With the fashion industry once again in its sights, Stand.earth has many targets besides Lululemon. Ahead of the UN climate change conference COP26 last year, it released a report identifying nine fashion retailers with revenues of over $4 billion that are failing to meet commitments to reduce fossil fuels in the chain. supply.
In addition to Lululemon, he called American Eagle Outfitters, Fast Retailing (Uniqlo), Gap, H&M, Inditex (Zara), Kering (Gucci), Levi’s and Nike big polluters.
Finding that eight of the nine companies surveyed increased their emissions in 2019, after all pledging to reduce them as part of the United Nations Fashion Industry Charter on Climate Change, Stand.earth predicts that all will not meet the decarbonization targets by 2030.
“Fashion companies have for too long focused on reducing energy consumption in their own stores, implementing greenwashing practices such as recycling polyester from single-use plastics and misleading the promise of ‘net zero,'” said Muhannad Malas, Stand.earth’s climate campaign manager.
“But the steady increase in these brands’ climate emissions clearly shows that these solutions are far from sufficient to combat the pollution they generate,” he added.
Overall, Stand.earth identified 19 out of 47 fashion brands surveyed that score a failing grade in its Fossil Free Fashion Scorecard, including Under Armour, Prada, Georgio Armani, LVMH, Everlane and Hugo Boss.

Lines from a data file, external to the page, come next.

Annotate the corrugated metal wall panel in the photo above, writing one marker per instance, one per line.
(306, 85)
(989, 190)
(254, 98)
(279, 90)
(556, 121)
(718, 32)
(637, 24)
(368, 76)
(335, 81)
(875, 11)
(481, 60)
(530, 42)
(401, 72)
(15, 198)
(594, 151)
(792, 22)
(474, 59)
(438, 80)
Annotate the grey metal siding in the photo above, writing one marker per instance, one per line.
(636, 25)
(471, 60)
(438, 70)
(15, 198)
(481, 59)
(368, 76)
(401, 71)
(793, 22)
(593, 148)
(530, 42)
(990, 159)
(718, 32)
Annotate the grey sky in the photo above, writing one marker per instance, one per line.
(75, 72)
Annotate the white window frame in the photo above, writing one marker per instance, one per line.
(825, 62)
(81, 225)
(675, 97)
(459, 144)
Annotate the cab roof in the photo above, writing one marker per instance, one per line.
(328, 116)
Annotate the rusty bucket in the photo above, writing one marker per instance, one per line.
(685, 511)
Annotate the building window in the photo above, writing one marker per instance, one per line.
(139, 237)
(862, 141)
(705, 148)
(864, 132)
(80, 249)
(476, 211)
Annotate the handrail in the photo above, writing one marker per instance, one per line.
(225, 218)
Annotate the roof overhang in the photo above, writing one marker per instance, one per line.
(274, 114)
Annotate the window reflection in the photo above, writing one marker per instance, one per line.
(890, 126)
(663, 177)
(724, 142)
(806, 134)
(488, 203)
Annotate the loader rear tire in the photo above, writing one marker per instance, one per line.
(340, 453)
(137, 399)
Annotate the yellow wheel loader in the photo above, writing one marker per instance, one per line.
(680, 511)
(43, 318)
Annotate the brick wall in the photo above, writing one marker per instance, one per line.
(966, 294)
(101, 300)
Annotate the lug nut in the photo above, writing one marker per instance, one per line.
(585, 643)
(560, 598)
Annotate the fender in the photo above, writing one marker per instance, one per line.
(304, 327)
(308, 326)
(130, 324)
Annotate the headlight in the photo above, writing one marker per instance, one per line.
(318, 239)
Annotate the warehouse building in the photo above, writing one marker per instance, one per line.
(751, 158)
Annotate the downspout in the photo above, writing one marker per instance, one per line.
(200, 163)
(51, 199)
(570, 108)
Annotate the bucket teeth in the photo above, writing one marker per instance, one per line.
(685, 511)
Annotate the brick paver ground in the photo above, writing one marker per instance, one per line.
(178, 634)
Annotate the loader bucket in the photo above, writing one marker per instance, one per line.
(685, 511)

Lululemon isn’t even among them, squeaking past with a D- rating, along with Burberry, Chanel, Gant and Guess. Mammut, the Swiss high-end outdoor fashion company, scored the highest, but only a B-, and Nike is next with a C+.
Threatening “significant reputational and investor risk” for fashion brands that fail to meet their commitments to reduce greenhouse gas emissions by 2030 under the Paris Agreement, Stand.earth warns challenged the 47 fashion brands to deploy renewable energy in their supply chain, provide transparency in supply chain emissions, reduce the use of fossil-fueled fabrics and phase out coal-fired boilers in their factories.
Particularly pointed criticism is aimed at brands for their statements about carbon-neutral and climate-positive goals that aren’t backed up by “robust emission reduction or renewable energy targets.”
The report states, “In many cases, these increasingly popular buzzwords give the wrong impression about corporate decarbonization efforts,” as it calls out Gap and Ralph Lauren for greenwashing with “carbon credits” and not making the necessary changes.
“For climate neutrality or positivity goals to make sense, brands must also commit to halving their emissions across the value chain and switching from fossil fuels to renewables to power manufacturing.” , says the report.
Achievable goals or big ambitions
Lululemon did not respond to request for comment before posting, but its official statements indicate that it is on the right side of the environmental movement.
Lululemon is a member of the Sustainable Apparel Coalition and requires its suppliers to use the HIGG INDEX 2.0 to measure environmental impacts related to energy consumption, greenhouse gas emissions, water consumption, wastewater/effluent, air emissions, waste and chemical management.
And he signed the United Nations Fashion Industry Charter for Climate Action which called on the industry to halve greenhouse gas emissions by 50% by 2030 on the way to zero. net emission no later than 2050.
But given the current state of the global economy and supply chain disrupted by the pandemic and compounded by the danger of escalating military action due to the Russian invasion of Ukraine, one wonders if a fashion brand can meet the industry’s ambitious environmental goals. set up for 2030.
Signing petitions and pledges is one thing, but achieving those goals is another. We can hope, but hope is not a strategy.